Sadly, one of Sini’s respected musical heroes, Lasse Mårtenson, passed away on May 14 2016, and there was a tribute to that singer, composer, actor and theatre director, who was born in Helsinki in 1934.
Lasse Mårtenson performed in the Eurovision Song Contest in 1964 with the entry Laiskotellen (Idling), and came seventh. He is known in his home country as the composer of the tune Myrskyluodon Maija (Maja of Storm Island) which has been recorded by among other performers opera diva Karita Mattila; and Kaikki paitsi purjehdus on turhaa (Everything except sailing is unnecessary).
Sini said she had recently been in touch with another leading composer, Toni Edelmann, who was born in Hamina, near Finland’s largest port, Kotka. Unfortunately, she said, he had been unwell for a time.
Toni Edelmann composed film and theatre music and songs based on texts by classic writers including Shakespeare, Tolkien, Hermann Hesse, Goethe and Runeberg. Toni’s son is actor and singer Samuli Edelmann.

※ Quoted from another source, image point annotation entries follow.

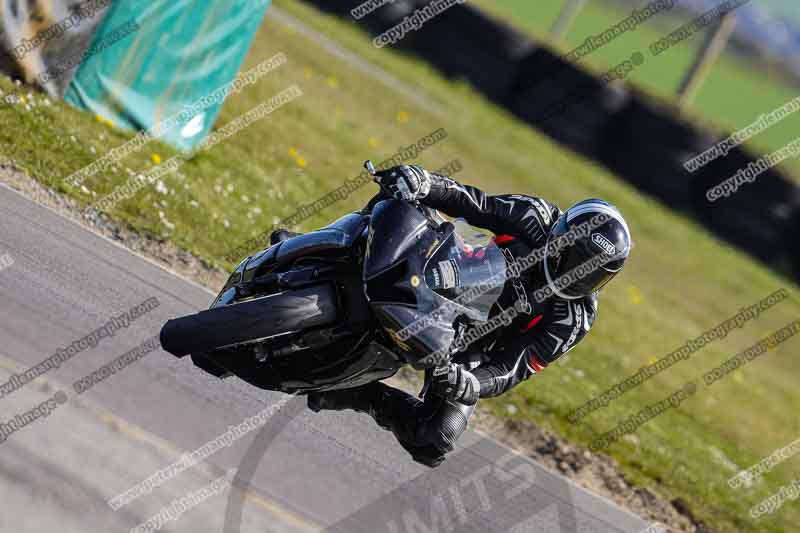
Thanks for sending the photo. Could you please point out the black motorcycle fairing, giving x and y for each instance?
(396, 227)
(337, 238)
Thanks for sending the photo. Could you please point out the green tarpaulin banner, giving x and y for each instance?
(164, 65)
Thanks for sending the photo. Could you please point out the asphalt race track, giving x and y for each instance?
(299, 471)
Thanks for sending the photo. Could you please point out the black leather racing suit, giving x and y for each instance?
(538, 336)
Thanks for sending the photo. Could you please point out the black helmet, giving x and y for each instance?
(586, 248)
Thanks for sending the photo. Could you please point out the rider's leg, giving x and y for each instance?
(426, 429)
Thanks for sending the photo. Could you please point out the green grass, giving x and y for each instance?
(679, 282)
(734, 95)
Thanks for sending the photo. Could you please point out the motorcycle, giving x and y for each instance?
(348, 304)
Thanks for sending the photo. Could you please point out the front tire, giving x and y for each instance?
(250, 320)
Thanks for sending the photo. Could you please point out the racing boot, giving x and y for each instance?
(394, 410)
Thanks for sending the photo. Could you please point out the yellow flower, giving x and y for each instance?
(635, 295)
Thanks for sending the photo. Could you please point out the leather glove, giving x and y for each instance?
(406, 182)
(455, 383)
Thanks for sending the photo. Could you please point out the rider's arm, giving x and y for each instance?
(531, 352)
(522, 216)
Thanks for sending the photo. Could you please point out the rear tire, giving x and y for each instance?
(251, 320)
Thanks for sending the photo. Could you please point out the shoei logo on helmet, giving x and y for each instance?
(607, 246)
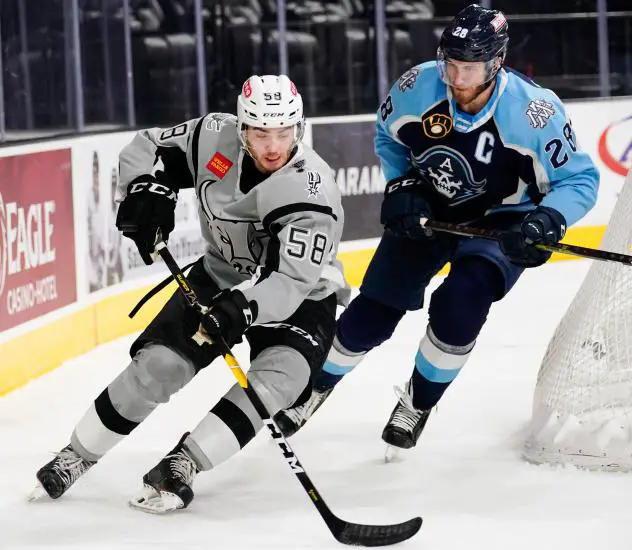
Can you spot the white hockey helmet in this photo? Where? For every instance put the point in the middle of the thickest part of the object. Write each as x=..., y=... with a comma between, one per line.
x=270, y=101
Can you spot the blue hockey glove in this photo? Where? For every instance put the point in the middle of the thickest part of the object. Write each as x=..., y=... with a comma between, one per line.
x=403, y=206
x=544, y=225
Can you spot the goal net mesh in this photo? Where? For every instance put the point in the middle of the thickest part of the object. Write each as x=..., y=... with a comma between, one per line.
x=582, y=406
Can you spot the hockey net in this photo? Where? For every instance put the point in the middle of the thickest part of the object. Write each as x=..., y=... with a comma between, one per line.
x=582, y=406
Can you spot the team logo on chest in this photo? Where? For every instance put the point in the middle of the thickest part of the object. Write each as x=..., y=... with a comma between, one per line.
x=451, y=174
x=436, y=126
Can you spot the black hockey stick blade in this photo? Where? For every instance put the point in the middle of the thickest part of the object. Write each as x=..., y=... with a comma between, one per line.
x=357, y=534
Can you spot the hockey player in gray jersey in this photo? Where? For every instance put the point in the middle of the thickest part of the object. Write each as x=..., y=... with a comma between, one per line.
x=271, y=214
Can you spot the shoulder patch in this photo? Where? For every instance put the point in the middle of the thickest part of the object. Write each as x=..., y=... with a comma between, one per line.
x=539, y=111
x=299, y=165
x=215, y=121
x=219, y=165
x=408, y=79
x=313, y=184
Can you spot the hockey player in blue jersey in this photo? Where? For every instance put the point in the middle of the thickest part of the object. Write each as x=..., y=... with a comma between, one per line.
x=460, y=139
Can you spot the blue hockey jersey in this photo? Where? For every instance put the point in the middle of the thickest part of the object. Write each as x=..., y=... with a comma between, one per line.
x=517, y=152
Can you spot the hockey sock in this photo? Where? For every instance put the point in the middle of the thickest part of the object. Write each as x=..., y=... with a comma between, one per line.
x=364, y=325
x=436, y=366
x=340, y=361
x=458, y=310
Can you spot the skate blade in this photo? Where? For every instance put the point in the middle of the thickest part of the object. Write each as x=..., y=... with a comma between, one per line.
x=391, y=454
x=37, y=493
x=156, y=502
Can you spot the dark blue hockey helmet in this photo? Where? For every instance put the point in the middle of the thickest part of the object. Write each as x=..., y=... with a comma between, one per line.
x=476, y=34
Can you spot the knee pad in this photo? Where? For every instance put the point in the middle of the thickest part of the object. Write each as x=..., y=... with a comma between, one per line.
x=459, y=307
x=156, y=373
x=366, y=323
x=279, y=375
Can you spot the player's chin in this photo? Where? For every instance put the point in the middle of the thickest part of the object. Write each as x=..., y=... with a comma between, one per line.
x=272, y=165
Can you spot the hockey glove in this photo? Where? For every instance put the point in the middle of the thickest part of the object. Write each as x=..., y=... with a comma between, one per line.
x=147, y=209
x=403, y=206
x=544, y=225
x=229, y=316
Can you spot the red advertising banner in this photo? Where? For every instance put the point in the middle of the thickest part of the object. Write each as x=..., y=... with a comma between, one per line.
x=37, y=244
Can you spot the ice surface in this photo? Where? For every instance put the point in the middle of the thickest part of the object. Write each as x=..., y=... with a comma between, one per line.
x=466, y=477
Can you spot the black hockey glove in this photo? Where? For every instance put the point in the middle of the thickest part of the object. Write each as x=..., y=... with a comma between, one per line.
x=148, y=208
x=544, y=225
x=229, y=316
x=403, y=206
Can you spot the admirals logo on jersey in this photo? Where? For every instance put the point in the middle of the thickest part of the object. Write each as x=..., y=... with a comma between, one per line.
x=450, y=174
x=313, y=185
x=538, y=112
x=408, y=79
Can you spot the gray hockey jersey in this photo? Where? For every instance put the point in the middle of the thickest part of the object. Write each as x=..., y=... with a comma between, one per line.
x=276, y=242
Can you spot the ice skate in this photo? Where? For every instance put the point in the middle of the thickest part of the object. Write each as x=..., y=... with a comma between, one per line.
x=56, y=477
x=405, y=424
x=167, y=486
x=292, y=420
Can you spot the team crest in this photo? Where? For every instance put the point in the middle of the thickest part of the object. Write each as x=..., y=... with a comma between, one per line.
x=437, y=126
x=451, y=174
x=408, y=79
x=313, y=185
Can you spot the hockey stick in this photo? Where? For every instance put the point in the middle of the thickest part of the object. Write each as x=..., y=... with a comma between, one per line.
x=355, y=534
x=496, y=235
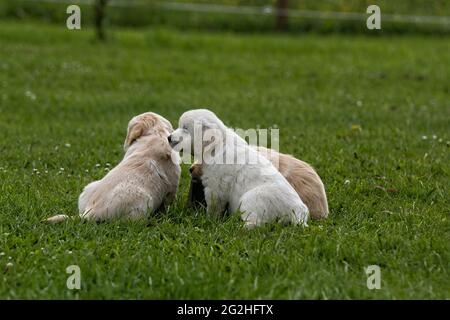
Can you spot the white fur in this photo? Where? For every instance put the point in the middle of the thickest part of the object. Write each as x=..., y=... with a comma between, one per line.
x=256, y=188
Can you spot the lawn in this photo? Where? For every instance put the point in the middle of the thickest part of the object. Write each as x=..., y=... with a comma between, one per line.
x=371, y=114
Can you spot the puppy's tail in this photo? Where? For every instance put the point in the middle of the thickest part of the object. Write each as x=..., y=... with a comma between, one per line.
x=58, y=218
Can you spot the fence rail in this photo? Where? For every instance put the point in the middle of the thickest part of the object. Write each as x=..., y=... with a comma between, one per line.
x=265, y=10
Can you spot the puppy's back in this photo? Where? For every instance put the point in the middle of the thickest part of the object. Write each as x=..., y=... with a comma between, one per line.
x=303, y=179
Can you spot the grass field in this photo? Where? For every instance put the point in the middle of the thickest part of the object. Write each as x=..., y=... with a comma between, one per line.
x=372, y=115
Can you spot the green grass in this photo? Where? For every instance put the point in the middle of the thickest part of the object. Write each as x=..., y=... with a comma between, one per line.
x=65, y=101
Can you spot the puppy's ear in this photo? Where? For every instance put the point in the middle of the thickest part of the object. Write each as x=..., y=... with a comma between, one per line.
x=134, y=133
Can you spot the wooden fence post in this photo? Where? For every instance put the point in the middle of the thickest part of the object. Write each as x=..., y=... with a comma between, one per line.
x=282, y=18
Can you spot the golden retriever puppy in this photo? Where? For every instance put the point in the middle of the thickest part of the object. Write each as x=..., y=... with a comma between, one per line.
x=305, y=181
x=146, y=179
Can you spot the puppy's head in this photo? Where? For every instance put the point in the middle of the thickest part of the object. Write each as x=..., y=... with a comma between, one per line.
x=195, y=125
x=146, y=124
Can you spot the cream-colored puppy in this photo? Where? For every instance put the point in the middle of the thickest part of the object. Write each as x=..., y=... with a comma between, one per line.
x=302, y=177
x=146, y=179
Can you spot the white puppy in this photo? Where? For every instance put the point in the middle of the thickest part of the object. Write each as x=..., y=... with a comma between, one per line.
x=146, y=179
x=253, y=186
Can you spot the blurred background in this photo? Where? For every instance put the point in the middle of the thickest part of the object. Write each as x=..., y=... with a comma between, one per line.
x=299, y=16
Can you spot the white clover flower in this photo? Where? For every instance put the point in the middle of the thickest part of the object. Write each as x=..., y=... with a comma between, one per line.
x=30, y=95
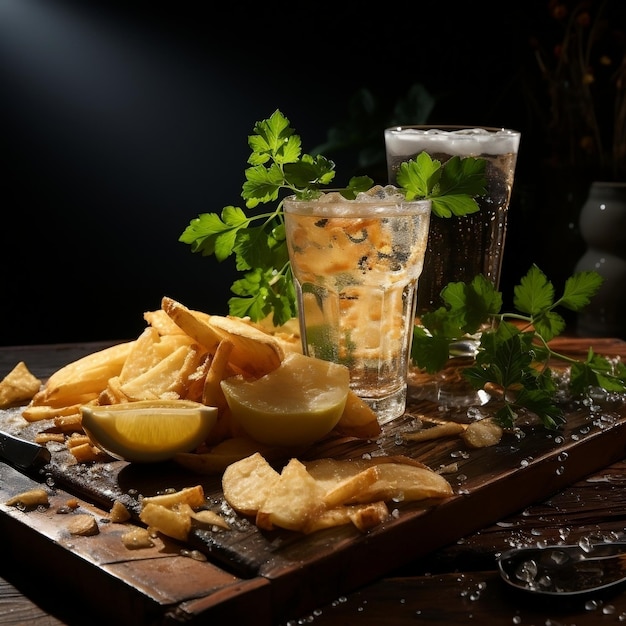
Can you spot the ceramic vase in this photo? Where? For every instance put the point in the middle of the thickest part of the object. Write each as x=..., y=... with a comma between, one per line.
x=603, y=227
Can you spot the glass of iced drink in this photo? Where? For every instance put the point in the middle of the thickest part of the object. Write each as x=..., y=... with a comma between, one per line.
x=356, y=265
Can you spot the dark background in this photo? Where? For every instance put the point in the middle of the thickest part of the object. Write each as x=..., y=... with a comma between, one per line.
x=122, y=121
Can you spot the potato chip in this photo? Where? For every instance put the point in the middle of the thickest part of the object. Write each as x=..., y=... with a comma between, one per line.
x=294, y=498
x=18, y=386
x=169, y=375
x=398, y=478
x=247, y=483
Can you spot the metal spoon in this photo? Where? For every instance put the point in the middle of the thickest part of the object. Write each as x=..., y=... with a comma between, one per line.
x=564, y=570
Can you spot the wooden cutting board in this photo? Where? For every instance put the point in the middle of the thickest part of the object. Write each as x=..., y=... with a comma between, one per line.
x=247, y=574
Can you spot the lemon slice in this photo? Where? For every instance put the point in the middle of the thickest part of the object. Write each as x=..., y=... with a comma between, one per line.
x=148, y=431
x=296, y=404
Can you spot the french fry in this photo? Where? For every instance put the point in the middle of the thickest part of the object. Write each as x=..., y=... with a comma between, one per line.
x=203, y=517
x=44, y=438
x=165, y=376
x=367, y=516
x=193, y=323
x=77, y=439
x=197, y=379
x=482, y=433
x=113, y=393
x=18, y=386
x=349, y=488
x=167, y=521
x=212, y=394
x=87, y=452
x=84, y=379
x=247, y=483
x=29, y=499
x=162, y=323
x=43, y=412
x=254, y=352
x=69, y=423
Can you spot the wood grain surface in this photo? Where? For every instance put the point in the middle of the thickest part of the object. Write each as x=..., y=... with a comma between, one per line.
x=280, y=575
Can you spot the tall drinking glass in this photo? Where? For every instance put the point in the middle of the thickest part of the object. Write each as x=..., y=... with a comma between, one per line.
x=460, y=248
x=356, y=265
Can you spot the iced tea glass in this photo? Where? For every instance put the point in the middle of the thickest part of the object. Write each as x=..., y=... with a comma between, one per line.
x=460, y=248
x=356, y=265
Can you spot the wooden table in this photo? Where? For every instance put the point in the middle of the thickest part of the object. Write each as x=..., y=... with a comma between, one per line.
x=455, y=584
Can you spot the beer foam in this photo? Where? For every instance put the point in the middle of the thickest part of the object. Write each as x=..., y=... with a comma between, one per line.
x=408, y=141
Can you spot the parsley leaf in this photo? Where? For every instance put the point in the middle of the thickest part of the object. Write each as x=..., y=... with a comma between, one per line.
x=514, y=354
x=278, y=167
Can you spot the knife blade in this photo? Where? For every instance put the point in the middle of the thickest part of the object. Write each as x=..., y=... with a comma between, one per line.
x=22, y=454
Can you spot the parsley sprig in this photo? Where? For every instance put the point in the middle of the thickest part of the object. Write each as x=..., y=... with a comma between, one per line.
x=278, y=168
x=514, y=353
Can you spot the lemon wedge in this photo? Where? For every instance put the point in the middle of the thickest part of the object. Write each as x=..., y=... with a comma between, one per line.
x=294, y=405
x=148, y=431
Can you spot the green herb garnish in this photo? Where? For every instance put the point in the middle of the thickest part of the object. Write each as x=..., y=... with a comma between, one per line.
x=279, y=168
x=514, y=355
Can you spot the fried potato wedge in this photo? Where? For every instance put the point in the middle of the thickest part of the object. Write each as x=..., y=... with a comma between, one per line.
x=225, y=453
x=248, y=483
x=294, y=499
x=193, y=323
x=167, y=379
x=84, y=379
x=170, y=522
x=398, y=479
x=254, y=352
x=18, y=386
x=193, y=496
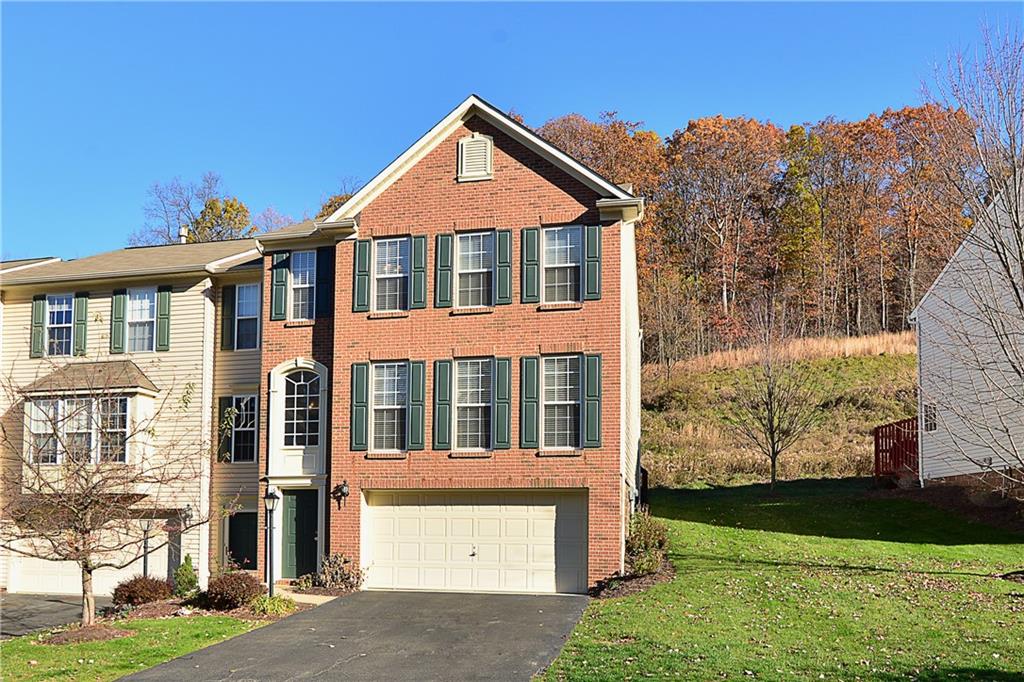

On one of her CDs, Sini has included four Edelmann songs: Cry my city, cry; On the way home; Longing for something – youth, home; and An autumn day.
That same CD features Finnish religious songs, Finnish folk songs, a Russian folk song, a Ukrainian folk song in Finnish and Ukrainian versions, and a song written by a medical doctor friend, The Other End of the Rainbow.
On the album, Sini played piano and organ, Vesa Formunen played accordion on some tracks, and another friend took on contrabass. The virtuoso Vesa is the artistic director of a regional accordionists’ association. Reflecting the maritime history of Reposaari, another of Sini’s albums contains ballads of the sea, both traditional ditties and some she composed.
As if all the activities already on the calendar were not enough, Sini is compiling recordings for another album which will revel in a good share of nostalgia. Expected to be released before the close of 2016, it will be based on material from an earlier sold-out disk and feature extra songs, taking the total to around 80 minutes.